What am I waiting for? The zucchini is calling.
Monday, October 13, 2008
A Sprinkling
It is an Indian Summer day, in the high 70s. We stroll in the muffled quiet of the Redwoods to Redwood Bowl and find it...covered in snow.
The ground, the trees, the picnic table. Why, there are even children sledding and having snowball fights! By what magic could this happen? The magic of Hollywood, of course.We were there when the director shouted, "Rolling!" and clapped his hands together as if they were one of those black and white stripey boards. Kids piled out of the Honda minivan like it was a clown car. The director shouted directions like: "You're having fun!"
At home the sprinkling continued.
Clementine made a gratin to go with our steak dinner. She doesn't need help with the assembly. She sprinkles cheese and herbs, pours on the cream or stock, layers the potatoes.
I forgot that when they cook with you not only do they eat the final product, but they eat the raw ingredients. Clem ate cheese and raw potatoes.Greta sprinkled salt and pepper on the steaks. She also snapped beans for a while. Snap one. Eat one. Snap one. Eat one. Clem finished the snapping with her grandma.
Greta ate the steak, all the little cubes I put on her plate. This is the first time she has been willing to try steak.
All the kids devoured the beans by the handful. Literally. And fought over them.
I barked at Clem about using her hands before I properly considered two things: 1) the kids were that enthusiastic about green beans and 2) I hadn't put a serving spoon in the bowl.
After dinner I returned to not challenging their palates. We made sugar cookies. I substituted whole wheat flour for 3/4 cup of white flour (token nod to whole grains) and threw in some, you guessed it, cinnamon. The kids sprinkled them with orange and purple and black sugar for Halloween. Happiness in a shake bottle.
Move over, Hollywood. Magic sprinkles are everywhere.
Sunday, October 12, 2008
Crab Cakes
We celebrated my sister's birthday yesterday. Mom and Dad came down from Tahoe where it was 18 degrees and snowed 2 inches overnight. Mom made crab cakes.

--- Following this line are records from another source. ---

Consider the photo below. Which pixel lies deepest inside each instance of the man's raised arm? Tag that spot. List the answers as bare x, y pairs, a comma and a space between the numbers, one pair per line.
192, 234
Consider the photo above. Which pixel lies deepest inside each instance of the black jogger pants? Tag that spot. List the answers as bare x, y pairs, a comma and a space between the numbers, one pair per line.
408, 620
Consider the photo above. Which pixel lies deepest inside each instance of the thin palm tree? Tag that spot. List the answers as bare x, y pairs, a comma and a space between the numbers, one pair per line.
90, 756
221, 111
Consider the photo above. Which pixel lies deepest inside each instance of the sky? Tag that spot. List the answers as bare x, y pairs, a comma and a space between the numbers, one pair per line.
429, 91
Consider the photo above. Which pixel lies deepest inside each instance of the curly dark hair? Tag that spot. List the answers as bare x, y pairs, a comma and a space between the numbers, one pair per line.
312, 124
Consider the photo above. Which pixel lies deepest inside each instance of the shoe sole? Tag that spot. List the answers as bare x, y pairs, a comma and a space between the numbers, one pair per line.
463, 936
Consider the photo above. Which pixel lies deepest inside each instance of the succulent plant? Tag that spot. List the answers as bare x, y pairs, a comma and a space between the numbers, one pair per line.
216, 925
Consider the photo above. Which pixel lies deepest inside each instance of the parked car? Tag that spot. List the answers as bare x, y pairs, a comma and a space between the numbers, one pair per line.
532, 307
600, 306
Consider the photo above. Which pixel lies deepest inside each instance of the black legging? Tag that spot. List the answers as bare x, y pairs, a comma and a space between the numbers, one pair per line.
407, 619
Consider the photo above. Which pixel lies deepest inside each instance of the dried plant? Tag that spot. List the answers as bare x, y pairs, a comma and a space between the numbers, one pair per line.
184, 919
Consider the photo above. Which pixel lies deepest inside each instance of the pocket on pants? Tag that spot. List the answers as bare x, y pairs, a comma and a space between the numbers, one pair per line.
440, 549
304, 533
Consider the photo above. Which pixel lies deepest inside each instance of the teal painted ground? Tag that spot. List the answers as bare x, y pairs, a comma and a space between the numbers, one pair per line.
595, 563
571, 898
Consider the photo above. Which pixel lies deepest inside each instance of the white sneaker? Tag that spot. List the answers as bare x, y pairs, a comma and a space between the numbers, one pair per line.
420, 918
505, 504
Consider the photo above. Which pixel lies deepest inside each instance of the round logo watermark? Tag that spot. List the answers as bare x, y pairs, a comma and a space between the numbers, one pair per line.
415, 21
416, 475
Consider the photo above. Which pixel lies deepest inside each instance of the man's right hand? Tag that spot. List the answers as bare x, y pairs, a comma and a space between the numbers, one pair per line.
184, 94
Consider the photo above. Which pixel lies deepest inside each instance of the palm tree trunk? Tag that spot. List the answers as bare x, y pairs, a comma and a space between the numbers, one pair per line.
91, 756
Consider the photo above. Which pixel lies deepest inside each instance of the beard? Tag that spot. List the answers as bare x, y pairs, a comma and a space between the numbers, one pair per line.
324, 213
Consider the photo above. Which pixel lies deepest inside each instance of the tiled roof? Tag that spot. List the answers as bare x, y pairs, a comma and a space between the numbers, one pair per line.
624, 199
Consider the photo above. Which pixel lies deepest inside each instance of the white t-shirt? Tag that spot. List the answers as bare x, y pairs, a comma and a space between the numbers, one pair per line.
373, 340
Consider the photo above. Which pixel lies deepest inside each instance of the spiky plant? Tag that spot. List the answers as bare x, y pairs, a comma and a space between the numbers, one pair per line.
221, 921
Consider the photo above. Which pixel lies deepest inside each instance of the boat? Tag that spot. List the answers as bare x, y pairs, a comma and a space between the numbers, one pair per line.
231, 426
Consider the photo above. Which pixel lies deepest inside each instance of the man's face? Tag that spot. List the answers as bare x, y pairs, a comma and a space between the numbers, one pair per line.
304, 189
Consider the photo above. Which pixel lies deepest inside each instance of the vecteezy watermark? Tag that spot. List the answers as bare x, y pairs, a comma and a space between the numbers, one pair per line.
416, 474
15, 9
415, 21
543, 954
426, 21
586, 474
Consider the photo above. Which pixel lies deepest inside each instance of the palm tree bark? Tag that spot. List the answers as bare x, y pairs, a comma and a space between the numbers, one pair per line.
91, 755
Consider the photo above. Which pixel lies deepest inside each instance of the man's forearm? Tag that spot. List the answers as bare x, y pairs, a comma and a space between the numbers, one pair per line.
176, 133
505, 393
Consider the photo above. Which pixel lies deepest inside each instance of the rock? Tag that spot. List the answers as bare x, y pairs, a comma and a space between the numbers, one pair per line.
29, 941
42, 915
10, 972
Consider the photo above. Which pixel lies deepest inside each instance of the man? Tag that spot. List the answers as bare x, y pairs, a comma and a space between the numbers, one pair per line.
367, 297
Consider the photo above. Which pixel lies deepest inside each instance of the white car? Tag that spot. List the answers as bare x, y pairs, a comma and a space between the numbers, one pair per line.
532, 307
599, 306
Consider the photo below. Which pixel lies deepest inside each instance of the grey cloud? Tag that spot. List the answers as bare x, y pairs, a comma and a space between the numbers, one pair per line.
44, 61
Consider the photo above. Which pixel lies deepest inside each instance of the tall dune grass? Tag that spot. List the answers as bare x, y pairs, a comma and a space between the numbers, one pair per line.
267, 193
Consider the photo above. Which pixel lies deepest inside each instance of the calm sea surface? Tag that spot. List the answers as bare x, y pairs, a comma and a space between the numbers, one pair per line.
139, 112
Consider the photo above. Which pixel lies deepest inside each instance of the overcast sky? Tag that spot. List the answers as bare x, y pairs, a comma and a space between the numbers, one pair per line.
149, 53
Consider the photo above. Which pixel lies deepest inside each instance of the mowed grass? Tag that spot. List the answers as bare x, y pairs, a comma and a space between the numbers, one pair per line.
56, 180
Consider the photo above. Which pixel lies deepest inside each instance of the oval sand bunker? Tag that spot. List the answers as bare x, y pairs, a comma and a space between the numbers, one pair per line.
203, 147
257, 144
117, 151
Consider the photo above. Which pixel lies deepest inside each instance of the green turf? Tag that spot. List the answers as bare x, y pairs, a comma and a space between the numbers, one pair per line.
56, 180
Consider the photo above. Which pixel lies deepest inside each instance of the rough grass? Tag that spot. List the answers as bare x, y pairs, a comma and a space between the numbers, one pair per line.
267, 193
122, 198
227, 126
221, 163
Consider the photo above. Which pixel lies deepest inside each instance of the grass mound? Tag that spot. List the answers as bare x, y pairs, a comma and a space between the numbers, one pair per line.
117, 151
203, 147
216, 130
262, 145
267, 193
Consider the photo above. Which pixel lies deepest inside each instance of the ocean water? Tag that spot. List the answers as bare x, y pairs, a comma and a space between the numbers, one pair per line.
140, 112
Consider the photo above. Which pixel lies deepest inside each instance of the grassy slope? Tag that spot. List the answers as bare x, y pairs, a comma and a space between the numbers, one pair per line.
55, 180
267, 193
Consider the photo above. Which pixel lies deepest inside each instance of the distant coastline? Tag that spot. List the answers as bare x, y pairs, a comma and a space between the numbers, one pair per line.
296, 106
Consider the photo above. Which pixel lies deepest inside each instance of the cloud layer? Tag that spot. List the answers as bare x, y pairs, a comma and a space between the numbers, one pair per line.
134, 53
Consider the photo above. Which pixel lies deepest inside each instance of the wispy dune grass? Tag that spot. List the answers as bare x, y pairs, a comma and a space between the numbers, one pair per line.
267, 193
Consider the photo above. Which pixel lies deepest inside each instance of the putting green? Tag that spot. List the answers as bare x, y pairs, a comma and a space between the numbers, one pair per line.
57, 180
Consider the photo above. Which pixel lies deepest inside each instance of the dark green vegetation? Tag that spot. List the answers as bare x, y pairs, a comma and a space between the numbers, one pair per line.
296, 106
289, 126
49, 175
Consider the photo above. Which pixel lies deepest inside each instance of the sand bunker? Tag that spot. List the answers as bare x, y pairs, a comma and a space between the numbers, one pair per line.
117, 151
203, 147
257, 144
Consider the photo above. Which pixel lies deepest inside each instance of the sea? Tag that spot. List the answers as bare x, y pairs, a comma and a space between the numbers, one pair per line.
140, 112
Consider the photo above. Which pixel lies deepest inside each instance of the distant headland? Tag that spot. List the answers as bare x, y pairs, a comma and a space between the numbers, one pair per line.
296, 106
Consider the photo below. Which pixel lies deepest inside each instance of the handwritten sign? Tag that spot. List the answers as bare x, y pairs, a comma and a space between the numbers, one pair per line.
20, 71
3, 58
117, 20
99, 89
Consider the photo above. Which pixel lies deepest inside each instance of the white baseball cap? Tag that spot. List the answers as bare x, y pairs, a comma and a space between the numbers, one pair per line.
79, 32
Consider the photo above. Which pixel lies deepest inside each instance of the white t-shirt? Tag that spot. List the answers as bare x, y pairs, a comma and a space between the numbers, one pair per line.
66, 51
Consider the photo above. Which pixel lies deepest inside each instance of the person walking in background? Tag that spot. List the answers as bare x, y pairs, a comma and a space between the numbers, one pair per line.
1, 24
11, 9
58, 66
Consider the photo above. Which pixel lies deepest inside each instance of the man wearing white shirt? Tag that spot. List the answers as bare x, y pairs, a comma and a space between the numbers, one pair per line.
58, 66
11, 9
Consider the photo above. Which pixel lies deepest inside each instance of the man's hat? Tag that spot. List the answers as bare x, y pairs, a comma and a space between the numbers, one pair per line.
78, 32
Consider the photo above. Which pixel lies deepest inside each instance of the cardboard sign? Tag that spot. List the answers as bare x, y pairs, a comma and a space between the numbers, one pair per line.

I dragged Clem away from drawing and made her wash her hands and rinse them. She tried to leave a slimy coating of soap on them.

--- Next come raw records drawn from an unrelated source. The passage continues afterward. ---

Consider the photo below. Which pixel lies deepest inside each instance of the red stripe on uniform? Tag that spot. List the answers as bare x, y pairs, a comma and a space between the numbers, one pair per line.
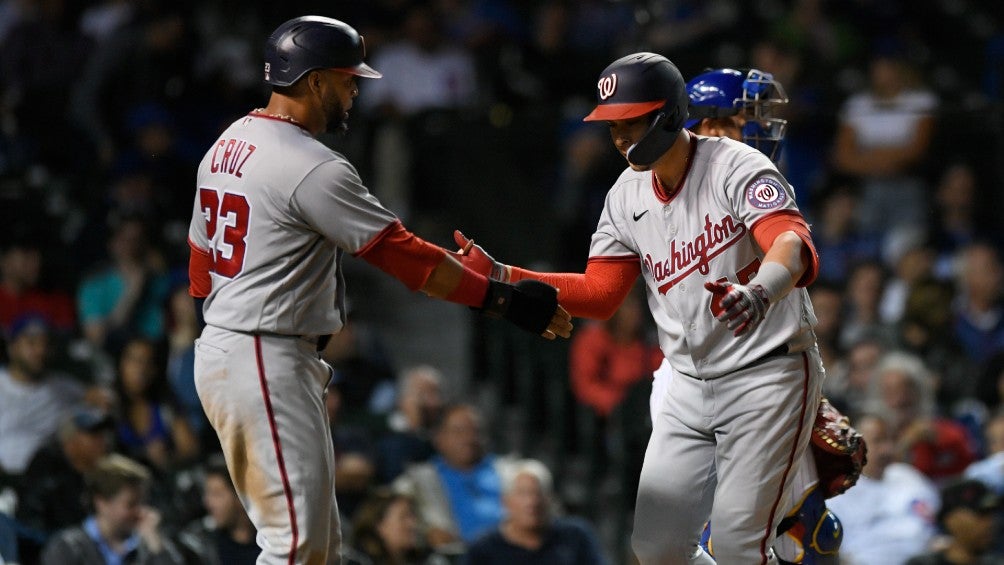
278, 448
791, 460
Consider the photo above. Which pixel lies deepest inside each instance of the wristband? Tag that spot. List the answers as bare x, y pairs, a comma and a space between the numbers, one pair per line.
774, 278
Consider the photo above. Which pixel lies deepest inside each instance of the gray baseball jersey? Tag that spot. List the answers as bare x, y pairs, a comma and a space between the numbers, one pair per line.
276, 209
703, 233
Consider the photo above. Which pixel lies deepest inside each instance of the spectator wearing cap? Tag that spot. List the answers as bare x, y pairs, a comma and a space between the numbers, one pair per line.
968, 512
225, 536
531, 534
51, 495
20, 269
32, 397
120, 529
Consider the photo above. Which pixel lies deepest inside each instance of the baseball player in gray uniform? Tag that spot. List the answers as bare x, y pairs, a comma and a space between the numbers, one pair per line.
742, 104
274, 212
713, 228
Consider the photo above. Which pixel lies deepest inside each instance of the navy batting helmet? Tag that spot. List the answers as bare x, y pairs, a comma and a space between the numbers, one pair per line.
309, 42
636, 85
753, 93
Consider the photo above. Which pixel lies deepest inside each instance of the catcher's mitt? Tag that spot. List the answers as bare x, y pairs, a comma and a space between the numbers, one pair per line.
838, 450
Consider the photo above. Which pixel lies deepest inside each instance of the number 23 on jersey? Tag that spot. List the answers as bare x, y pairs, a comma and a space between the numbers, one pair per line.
231, 213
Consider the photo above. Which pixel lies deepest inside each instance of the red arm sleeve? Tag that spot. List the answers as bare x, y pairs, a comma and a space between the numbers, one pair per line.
200, 262
403, 255
586, 365
766, 230
594, 294
412, 260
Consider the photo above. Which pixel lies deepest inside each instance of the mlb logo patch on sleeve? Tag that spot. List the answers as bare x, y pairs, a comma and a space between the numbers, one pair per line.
765, 194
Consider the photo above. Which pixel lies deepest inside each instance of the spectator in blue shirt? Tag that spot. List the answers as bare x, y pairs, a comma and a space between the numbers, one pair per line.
531, 534
121, 529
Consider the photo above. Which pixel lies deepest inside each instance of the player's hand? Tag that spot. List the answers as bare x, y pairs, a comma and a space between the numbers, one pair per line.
475, 258
529, 304
741, 307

Over her strenuous protests I compelled her to join my mom at the stove. Mom showed her how to form the crab mixture into a ball, roll it in breadcrumbs, and put it in the pan. "I won't eat them!" she kept yelling. She did a lousy job on purpose, but then couldn't resist doing another, better, one. She made teeny tiny little appetizer sized crab cakes. One big mouthful each.
And she ate one.
Score one!
The photo is an appetizer Mike and I ordered to share in a restaurant in Houston in February. I ate one crab cake, carefully, making sure to leave half the sauce and salsa. And then I was apparently overcome by their exquisite flavor because I ate the other one.
Friday, October 10, 2008
Pen and Ink
I got queasy sometimes, so I put my head down for a few minutes and then went on. The attraction outweighed the repulsion.

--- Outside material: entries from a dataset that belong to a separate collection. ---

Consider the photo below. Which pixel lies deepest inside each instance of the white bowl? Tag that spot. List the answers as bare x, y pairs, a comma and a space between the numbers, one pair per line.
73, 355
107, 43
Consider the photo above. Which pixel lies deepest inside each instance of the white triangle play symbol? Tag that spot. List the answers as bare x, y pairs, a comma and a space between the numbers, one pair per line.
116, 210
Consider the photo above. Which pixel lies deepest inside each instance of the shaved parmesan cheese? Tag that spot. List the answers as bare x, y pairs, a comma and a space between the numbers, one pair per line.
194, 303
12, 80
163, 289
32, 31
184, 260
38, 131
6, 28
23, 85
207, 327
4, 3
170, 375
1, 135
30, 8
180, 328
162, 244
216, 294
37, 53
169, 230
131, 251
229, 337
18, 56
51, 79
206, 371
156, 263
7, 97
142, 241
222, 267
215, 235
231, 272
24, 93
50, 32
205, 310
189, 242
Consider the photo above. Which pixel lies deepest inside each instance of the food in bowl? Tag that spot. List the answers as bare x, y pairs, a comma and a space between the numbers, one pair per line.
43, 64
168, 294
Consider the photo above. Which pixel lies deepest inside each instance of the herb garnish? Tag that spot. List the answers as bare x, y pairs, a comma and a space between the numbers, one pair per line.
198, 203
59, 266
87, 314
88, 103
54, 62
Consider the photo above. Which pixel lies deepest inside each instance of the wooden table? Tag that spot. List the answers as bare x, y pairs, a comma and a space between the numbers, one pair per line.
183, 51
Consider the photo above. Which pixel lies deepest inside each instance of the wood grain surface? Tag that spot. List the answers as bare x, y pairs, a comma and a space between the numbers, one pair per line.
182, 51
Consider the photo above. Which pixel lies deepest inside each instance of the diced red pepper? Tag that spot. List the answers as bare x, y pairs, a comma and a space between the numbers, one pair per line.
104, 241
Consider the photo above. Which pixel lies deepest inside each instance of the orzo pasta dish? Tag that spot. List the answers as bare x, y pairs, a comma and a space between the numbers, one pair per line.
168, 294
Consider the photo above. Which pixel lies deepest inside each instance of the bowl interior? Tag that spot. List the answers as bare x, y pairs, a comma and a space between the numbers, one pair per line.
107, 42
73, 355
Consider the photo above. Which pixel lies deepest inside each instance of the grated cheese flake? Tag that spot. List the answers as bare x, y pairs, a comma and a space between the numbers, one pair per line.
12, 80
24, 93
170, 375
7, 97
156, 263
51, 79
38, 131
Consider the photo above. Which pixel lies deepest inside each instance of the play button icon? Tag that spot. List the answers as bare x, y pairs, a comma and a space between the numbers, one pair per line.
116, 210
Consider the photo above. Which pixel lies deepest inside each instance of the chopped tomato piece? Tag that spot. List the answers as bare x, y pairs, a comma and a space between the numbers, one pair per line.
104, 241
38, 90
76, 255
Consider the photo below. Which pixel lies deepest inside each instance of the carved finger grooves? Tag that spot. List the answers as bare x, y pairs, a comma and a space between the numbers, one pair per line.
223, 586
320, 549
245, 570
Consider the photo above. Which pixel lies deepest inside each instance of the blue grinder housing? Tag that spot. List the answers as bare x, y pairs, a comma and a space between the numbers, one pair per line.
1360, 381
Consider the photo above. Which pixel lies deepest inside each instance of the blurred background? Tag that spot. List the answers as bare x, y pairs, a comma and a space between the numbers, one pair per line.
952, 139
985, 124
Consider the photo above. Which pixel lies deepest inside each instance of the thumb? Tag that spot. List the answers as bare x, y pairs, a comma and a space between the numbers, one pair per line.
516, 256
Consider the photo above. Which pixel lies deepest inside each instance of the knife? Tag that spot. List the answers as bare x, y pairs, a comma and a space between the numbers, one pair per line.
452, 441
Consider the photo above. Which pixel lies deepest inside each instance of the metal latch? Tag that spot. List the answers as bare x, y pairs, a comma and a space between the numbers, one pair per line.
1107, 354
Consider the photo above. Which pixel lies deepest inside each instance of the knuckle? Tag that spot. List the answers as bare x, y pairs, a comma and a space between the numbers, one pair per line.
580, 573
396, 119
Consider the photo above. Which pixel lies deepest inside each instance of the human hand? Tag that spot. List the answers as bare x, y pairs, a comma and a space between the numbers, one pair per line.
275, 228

For Evelyn, too. She ended up annoyed that the other two girls in her group wanted to dissect, too. Clementine said, "I was so lucky, the two girls in my group said Ewww! Gross! and wouldn't touch it."
The two highlights were the ink sac, and the "pen" (at right). It is made of chitin, like sea shells, and is all that remains of the squid's ancestors' shell.
They loved writing their names in squid ink.